Sunny Disposition May Be Key To Madison Mayoral Spring Election (Bad News For Paul Soglin)

I have been thinking today about President Jimmy Carter.  It was reported that on March 22nd Carter will be the oldest living ex-president at 94 years, 172 days.  That record will surpass the one held by President George H.W. Bush.

The election of 1980 was a contrast visually between the pragmatic, and at times too solemn looking Carter, while his Republican opponent, Ronald Reagan, portrayed sunny optimism with a winning smile and nod of the head.  Carter, of course, had the weight of the Oval Office on his shoulders which included the Iran hostages along with an economy that was simply dreadful.

Over the weeks, while reading and listening to the Madison mayoral election, it has become clear one of the main differences between incumbent Paul Soglin and challenger Satya Rhodes-Conway has nothing to do with an actual issue.  The difference is not about racial disparity or flooding concerns.  What shows so clearly, even from the printed pages of the Wisconsin State Journal, is the lack of warmth and cheer from a mayor who has in this election an opponent with a smile and a convincing way of greeting voters.

This blog has had a series of views about Soglin which ranges from warmth to icy cold.  On issues about downtown drinking, as an example, I have been in his corner.  When it came to his attempts to undermine Overture we disagreed.  As we did on the issue of the room tax.  I even challenged Soglin’s thinking about the reason for the resignation of Richard Nixon. 

It should be noted I supported Soglin’s bid for reelection four years ago.

But it is the gloomy and cranky side of Soglin this spring which seems to be so pronounced that it deserves more attention. The reason being Conway is a far more polished and personable candidate than Scott Resnick was four years ago.  This spring Soglin reminds me of the man I wrote about in 2011, a few months after he became mayor (again).

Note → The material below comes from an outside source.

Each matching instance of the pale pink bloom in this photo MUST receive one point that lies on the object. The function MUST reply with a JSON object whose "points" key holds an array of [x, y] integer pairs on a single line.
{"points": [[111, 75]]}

We were used to Dave Cieslewicz and his youthful demeanor, his wit, his smile.  “Mayor Dave” exemplified an energy about government service along with an optomisitc view about who we are as Madisonians.  That appealed to me.  

Meanwhile Paul Soglin comes across as cranky and pissed off.  There seems to me a deep negative reaction within Soglin for anything that Cieslewicz  succeeded at doing in the last eight years.  As a citizen of Madison I hope that is not the tone we have to look forward to whenever Soglin speaks.

With that in mind…

Isthmus’ Bill Lueders has the must read article from Madison’s weekly.

Ah, Mayor for Life Soglin, Madison’s sourpuss-in-chief. Here’s a guy who seemingly shifts between two phases of existence: being unhappy about not being mayor, and being unhappy about being mayor. See if you can spot the common theme.

This week there was a new article in the WSJ which places Soglin’s working style alongside that of the alternative on the spring ballot.

Soglin answered a question about his perceived acerbic communication style by saying he made a choice early in his career to be forthright and act on behalf of his constituents, even if that meant not appealing to everybody.

Rhodes-Conway said she’d do a better job of appealing to a broad group and would make an effort to be collaborative.

“I see everyone as a potential ally,” she said. “We don’t have to like people to work with them.”

Honey and vinegar come to mind.

Last year I watched Soglin walk down a street during a festival on the East Side.  His wife was with him, and while it was all laughs and smiles from the crowd, he walked looking like it was another required duty as he nodded to those he knew while seeming not to care it was a sunny day.  He looked gruff.

There is no doubt the mood of the city has turned against Soglin this election cycle.  There are, of course, policy reasons for much of the angst, but it also needs noting voters want to have an uplifting attitude and sunny disposition from their leaders.  One can only take so much of Soglin’s dourness.

Conway will win the April election, and by a kind margin.   And one thing we all can be assured of, even when the snow falls and winds are bitter next January as a city council meeting convenes, is a smile will cross the face of our mayor.  We have not seen a light mood on a Madison mayor’s face for a long time.

I strongly feel voters want at least that much from city hall!